Dropped 347 nodes (cum <= 0.12s)
Showing top 10 nodes out of 186
flat flat% sum% cum cum%
0.03s 0.12% 0.12% 16.7s 69.13% (*Server).serveUDPPacket
0.05s 0.21% 0.33% 15.6s 64.51% (*Server).serveDNS
0 0% 0.33% 14.3s 59.10% (*ServeMux).ServeDNS
0 0% 0.33% 14.2s 58.73% HandlerFunc.ServeDNS
0.01s 0.04% 0.37% 14.2s 58.73% main.handleRequest
0.07s 0.29% 0.66% 13.5s 56.00% (*DnsRequestHandler).HandleRequest
0.99s 4.09% 4.75% 7.56s 31.20% runtime.gentraceback
0.02s 0.08% 4.83% 7.02s 28.97% runtime.systemstack
0.31s 1.28% 6.11% 6.62s 27.32% runtime.mallocgc
0.02s 0.08% 6.19% 6.35s 26.21% (*DnsRequestHandler).FindANAME
(pprof)

use list to investigate a single function.

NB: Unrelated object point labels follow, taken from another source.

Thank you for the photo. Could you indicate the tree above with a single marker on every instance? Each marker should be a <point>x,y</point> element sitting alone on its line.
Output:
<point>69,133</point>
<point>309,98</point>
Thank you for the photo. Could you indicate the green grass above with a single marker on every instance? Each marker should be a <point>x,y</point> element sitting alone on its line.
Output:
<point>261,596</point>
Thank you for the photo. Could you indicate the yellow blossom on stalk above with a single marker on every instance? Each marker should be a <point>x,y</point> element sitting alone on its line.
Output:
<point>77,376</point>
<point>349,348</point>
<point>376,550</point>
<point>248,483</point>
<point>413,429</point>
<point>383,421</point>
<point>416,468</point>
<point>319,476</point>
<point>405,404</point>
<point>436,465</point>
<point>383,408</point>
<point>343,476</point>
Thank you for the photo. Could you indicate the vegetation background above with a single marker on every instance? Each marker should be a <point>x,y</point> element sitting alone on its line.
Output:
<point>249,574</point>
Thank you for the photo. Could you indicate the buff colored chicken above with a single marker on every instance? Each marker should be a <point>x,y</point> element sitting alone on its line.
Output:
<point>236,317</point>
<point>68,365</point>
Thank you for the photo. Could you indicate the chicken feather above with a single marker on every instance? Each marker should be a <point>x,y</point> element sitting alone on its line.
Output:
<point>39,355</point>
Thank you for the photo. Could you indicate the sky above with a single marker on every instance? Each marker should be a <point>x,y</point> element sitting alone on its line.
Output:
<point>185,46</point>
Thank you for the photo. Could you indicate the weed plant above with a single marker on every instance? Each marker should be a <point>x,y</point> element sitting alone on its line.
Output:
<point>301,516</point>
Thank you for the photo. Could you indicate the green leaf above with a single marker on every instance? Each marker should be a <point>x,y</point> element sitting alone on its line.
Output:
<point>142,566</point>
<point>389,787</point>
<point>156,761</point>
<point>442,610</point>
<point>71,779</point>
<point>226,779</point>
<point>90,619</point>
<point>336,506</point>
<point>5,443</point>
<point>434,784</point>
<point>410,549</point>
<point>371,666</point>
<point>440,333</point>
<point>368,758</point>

(pprof) list handleRequest
Total: 24.23s
ROUTINE ======================== main.handleRequest in /home/arash/go/src/arvancloud/redins/redins.go
10ms 14.23s (flat, cum) 58.73% of Total
. . 35: l *handler.RateLimiter
. . 36: configFile string
. . 37:)
. . 38:
. . 39:func handleRequest(w dns.ResponseWriter, r *dns.Msg) {
10ms 610ms 40: context := handler.NewRequestContext(w, r)
. 50ms 41: logger.Default.Debugf("handle request: [%d] %s %s", r.Id, context.RawName(), context.Type())
. . 42:
. . 43: if l.CanHandle(context.IP()) {
. 13.57s 44: h.HandleRequest(context)
. . 45: } else {
. . 46: context.Response(dns.RcodeRefused)
. . 47: }
. . 48:}
. . 49:
(pprof)

web command can be used to generate a SVG graph of hotsopts and opens it in a browser.

(pprof)web handleRequest

having lots of time spent in GC functions like runtime.mallocgc often means heavy allocation, which can put extra pressure on garbage collector and increase latency.

having lots of time spent on synchronization mechanisms like runtime.chansend or runtime.lock could be a sign of contention

having lots of time spent in syscall.Read/Write mean exsessive use of io operations

memory profiler

$ go tool pprof http://localhost:6060/debug/pprof/allocs

by default it shows lifetime allocated memory. we can see number of allocated objects using -alloc_objects, other useful options are -iuse_objects and -inuse_space for inspecting live memory.

generally if you want to reduce memory consumption you need to look at -inuse_space but if you want to improve latency look at -alloc_objects after a suficient execution time/load.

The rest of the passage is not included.